Reputation: 4518
I am trying to extract the number 808
from this hyperlink:
<a class="a-link-normal feedback-detail-description" href="#"><b>100% positive</b> in the last 12 months (808 ratings)</a>
I have written the code below and it returns []
. I am not sure what I have to add to extract the number 808
as easy as possible.
Will highly appreciate some input!
seller_feedback_span = soup.findAll("div", {"class": "a-link-normal feedback-detail-description"})

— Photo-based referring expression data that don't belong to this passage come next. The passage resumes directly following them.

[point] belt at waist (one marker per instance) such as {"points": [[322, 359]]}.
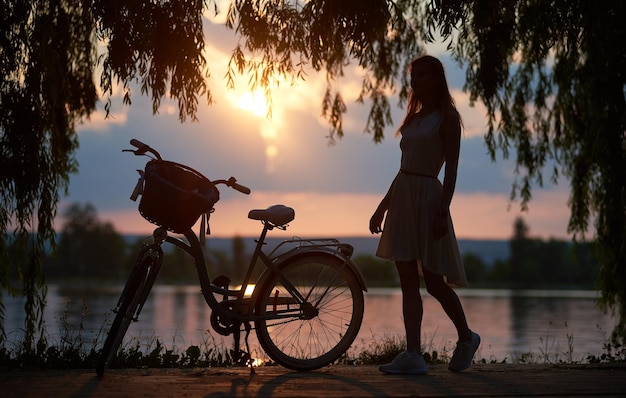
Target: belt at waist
{"points": [[413, 173]]}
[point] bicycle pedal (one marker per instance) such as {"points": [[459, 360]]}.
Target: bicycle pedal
{"points": [[242, 358]]}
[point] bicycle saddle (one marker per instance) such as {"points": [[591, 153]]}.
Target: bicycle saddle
{"points": [[277, 214]]}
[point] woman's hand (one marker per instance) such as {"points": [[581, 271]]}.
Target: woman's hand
{"points": [[440, 225], [376, 221]]}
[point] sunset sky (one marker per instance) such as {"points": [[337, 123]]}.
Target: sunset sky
{"points": [[288, 160]]}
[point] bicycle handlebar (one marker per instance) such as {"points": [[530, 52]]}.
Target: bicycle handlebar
{"points": [[143, 149]]}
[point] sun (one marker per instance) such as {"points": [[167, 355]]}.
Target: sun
{"points": [[253, 102]]}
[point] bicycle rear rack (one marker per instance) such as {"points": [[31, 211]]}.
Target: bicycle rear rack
{"points": [[330, 245]]}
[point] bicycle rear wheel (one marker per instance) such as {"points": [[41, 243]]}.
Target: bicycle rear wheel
{"points": [[131, 302], [316, 333]]}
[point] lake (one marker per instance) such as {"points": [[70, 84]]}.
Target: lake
{"points": [[542, 326]]}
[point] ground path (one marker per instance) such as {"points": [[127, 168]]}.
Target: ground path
{"points": [[482, 380]]}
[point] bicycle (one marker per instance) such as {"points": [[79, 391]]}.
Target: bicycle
{"points": [[306, 306]]}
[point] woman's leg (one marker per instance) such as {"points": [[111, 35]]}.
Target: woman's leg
{"points": [[412, 309], [440, 290]]}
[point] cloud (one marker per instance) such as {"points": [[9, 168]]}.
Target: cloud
{"points": [[475, 216], [287, 159]]}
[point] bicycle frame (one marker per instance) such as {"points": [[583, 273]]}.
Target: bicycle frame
{"points": [[272, 263], [328, 295]]}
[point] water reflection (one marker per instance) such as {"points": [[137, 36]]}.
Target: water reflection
{"points": [[546, 323]]}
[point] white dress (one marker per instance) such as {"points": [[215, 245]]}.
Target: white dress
{"points": [[414, 202]]}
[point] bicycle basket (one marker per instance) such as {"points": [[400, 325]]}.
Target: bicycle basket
{"points": [[174, 195]]}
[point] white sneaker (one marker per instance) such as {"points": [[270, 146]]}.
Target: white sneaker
{"points": [[464, 353], [407, 363]]}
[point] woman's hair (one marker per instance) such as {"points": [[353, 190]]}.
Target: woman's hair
{"points": [[443, 99]]}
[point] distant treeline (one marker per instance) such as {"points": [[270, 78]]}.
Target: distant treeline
{"points": [[89, 248]]}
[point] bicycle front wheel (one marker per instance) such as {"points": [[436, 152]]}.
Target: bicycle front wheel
{"points": [[131, 302], [313, 334]]}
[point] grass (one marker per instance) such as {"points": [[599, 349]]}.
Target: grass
{"points": [[75, 350]]}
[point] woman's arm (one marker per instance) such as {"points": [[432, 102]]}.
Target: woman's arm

print(seller_feedback_span)
Upvotes: 0
Views: 61
Reputation: 92854
With soup.select
feature and specific regex pattern:
from bs4 import BeautifulSoup
import re
html_data = '''<a class="a-link-normal feedback-detail-description" href="#">
<b>100% positive</b> in the last 12 months (808 ratings)</a>'''
soup = BeautifulSoup(html_data, 'html.parser')
seller_feedback_span = soup.select("a.a-link-normal.feedback-detail-description b")
rating = re.search(r'\d+(?=\s*ratings)', seller_feedback_span[0].nextSibling).group()
print(rating) # 808
Upvotes: 0
Reputation: 33384
Use CSS selector which fast in retrieving data:
from bs4 import BeautifulSoup
data='''<a class="a-link-normal feedback-detail-description" href="#"><b>100% positive</b> in the last 12 months (808 ratings)</a>'''
soup=BeautifulSoup(data,'html.parser')
item=soup.select_one('.feedback-detail-description').text.split('(')[1].split('ratings')[0].strip()
print(item)
Output:
808
Upvotes: 1
Reputation: 28595
html = '''<a class="a-link-normal feedback-detail-description" href="#"><b>100% positive</b> in the last 12 months (808 ratings)</a>'''
from bs4 import BeautifulSoup
soup = BeautifulSoup(html, 'html.parser')
seller_feedback_span = soup.findAll("a", {"class": "a-link-normal feedback-detail-description"})
#print(seller_feedback_span)
for feedback in seller_feedback_span:
rating = feedback.text.split('(')[-1].split('ratings')[0].strip()
print (rating)
Output:
print (rating)
808
Upvotes: 1